The Load Balancer integration on Tanzu Kubernetes Clusters is not as easy and straightforward as explained above. Indeed, there is a NSX-T load balancer controller, the so-called NSX-T Container Plugin (NCP), which you could deploy directly on a Tanzu Kubernetes Cluster. But, vSphere with Tanzu does not deploy it on the guest cluster because it would require to store NSX-T credentials on that cluster, too.
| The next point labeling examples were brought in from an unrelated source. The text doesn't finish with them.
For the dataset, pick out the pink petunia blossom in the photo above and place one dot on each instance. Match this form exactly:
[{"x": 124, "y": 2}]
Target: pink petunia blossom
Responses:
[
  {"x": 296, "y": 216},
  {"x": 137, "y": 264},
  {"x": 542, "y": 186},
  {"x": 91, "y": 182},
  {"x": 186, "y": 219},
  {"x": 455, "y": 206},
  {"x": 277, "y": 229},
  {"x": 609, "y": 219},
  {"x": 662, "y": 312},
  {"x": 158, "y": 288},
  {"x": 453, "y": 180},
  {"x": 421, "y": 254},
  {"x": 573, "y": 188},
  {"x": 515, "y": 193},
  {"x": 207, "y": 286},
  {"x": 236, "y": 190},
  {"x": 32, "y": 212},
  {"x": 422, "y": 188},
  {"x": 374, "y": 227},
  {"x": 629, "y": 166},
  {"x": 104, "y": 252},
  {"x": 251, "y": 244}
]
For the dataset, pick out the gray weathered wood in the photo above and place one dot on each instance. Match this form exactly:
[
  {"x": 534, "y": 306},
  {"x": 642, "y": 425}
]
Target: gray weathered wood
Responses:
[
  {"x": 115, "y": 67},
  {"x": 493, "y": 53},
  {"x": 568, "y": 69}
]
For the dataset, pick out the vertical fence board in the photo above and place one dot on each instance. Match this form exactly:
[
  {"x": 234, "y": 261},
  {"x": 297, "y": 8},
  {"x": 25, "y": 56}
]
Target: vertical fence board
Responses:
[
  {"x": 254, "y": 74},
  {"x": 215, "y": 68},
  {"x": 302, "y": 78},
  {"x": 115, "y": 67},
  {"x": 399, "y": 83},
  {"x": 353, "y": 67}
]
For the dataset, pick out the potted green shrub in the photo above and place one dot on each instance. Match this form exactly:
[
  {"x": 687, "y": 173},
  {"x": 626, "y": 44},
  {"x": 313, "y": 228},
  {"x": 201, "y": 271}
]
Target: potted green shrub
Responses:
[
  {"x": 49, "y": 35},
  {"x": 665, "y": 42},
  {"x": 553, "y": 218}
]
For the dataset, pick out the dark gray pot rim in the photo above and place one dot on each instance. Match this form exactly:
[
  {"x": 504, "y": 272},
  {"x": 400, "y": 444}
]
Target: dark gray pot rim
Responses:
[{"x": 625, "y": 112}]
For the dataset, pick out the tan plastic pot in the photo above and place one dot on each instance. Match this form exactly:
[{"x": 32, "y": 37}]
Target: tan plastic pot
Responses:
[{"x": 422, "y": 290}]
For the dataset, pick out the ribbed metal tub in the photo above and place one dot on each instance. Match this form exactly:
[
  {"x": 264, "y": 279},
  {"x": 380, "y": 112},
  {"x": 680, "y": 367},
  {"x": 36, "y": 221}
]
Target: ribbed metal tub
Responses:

One of the main philosophies in vSphere with Tanzu is having different personas with different responsibilities: a vSphere administrator, a DevOps engineer (or cluster admin) and an application developer. Tanzu Kubernetes Clusters are purposed for DevOps engineers, sometimes even application developers, giving them full cluster admin permissions on that cluster and consequently empowering full flexibility. The NSX-T infrastructure, though, is maintained by vSphere Administrators, or even another dedicated networking team, but is not maintained by those DevOps engineers or application developers. Therefore, credentials to NSX-T must not be exposed on Tanzu Kubernetes Clusters.
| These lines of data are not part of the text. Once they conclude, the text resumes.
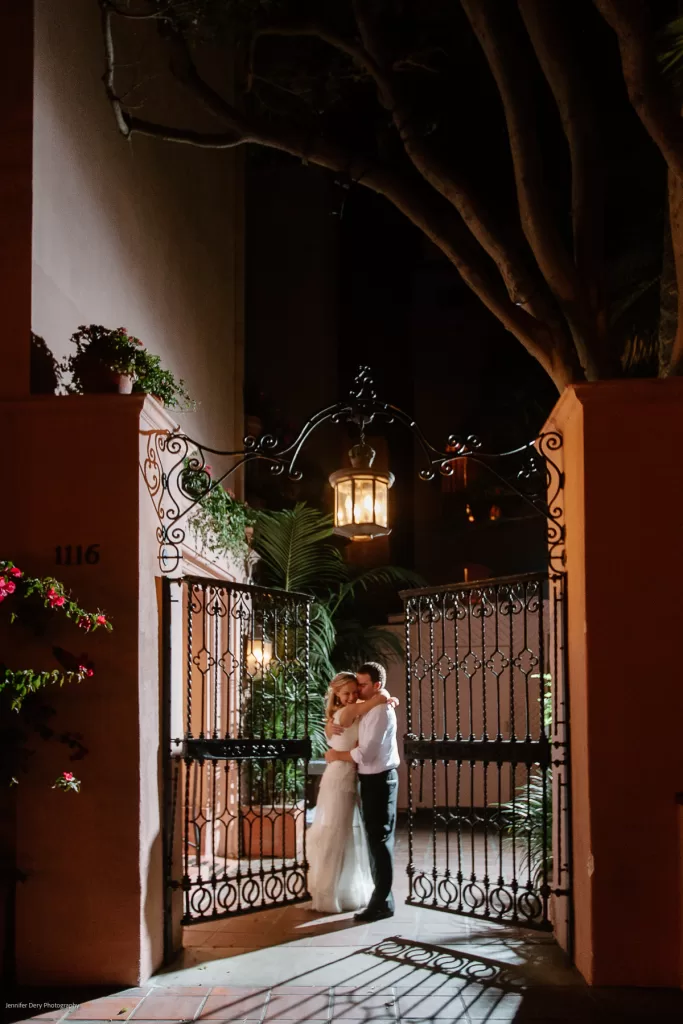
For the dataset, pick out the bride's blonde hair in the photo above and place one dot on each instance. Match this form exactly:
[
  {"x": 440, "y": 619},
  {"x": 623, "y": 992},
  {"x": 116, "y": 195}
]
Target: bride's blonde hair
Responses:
[{"x": 333, "y": 702}]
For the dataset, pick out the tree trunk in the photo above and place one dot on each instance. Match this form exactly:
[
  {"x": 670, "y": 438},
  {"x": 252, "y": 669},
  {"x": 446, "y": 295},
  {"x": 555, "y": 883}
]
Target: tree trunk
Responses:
[{"x": 671, "y": 354}]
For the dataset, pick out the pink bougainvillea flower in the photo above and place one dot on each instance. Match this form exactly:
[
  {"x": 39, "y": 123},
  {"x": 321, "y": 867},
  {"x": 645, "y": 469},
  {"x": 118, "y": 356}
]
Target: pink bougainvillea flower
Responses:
[{"x": 56, "y": 600}]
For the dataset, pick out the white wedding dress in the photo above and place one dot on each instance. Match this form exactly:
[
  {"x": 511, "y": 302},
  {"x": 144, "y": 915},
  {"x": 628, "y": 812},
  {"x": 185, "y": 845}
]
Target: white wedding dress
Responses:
[{"x": 339, "y": 877}]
The solution to still be able to integrate with NSX-T and to still be able to dynamically deploy services of type LoadBalancer and having the full flexibility as a DevOps engineer working with Kubernetes, vSphere with Tanzu realizes it using the following approach:

vSphere with Tanzu integration with NSX-T

Let's see what happens when a user creates a Service of type LoadBalancer on a Tanzu Kubernetes Cluster (the same principle applies for update and delete):

  1. on the guest cluster, there is a controller called guest-cluster-cloud-provider that watches for Kubernetes Service's Create, Update and Delete events. On the Create event it creates a VirtualMachineService Custom Resource on the Supervisor cluster by calling the Supervisor Cluster Kubernetes API. This VirtualMachineService can have different types, in this example it is of type LoadBalancer.
  2. On the Supervisor cluster there is a controller called vmop-controller-manager that has multiple responsibilities with watching Create, Update and Delete events of the VirtualMachineService being one of them. On the Create event it creates a Service of type LoadBalancer on the Supervisor cluster which is essentially a mirror of the same service deployed on the guest cluster.
  3. From this step onwards, the common techniques applies as described above: the NSX-T Container Plugin (NCP), the "NSX-T Load Balancer Controller" running on the Supervisor cluster, watches for Services and interacts with the NSX-T API. In NSX-T, it creates a Load Balancer and a Virtual Service.
  4. NSX-T built-in IP address management system assigns an external IP address to this Virtual Service and responds it back to the API Call initiated by NCP.
  5. NCP writes the external IP address to the Service's status.loadBalancer.ingress.ip on the Supervisor cluster.
  6. the vmop-controller-manager reacts on this Update event and reports back that status to the VirtualMachineService.
  7. the guest-cluster-cloud-provider, which regularly polls the VirtualMachineService (it can't subscribe to Create, Update and Delete as it is running on a different Kubernetes Cluster), finally reports back the status, and especially the external IP address, to the original service of type LoadBalancer which has been created by the end user.

Info

As you can see in the image, the actual network traffic from the intranet/internet to the target Kubernetes Service running on the Tanzu Kubernetes Cluster goes directly from NSX-T to the target guest cluster, and not going the route through the Supervisor Cluster. This "hop" architecture is only used for creating, updating and deleting services.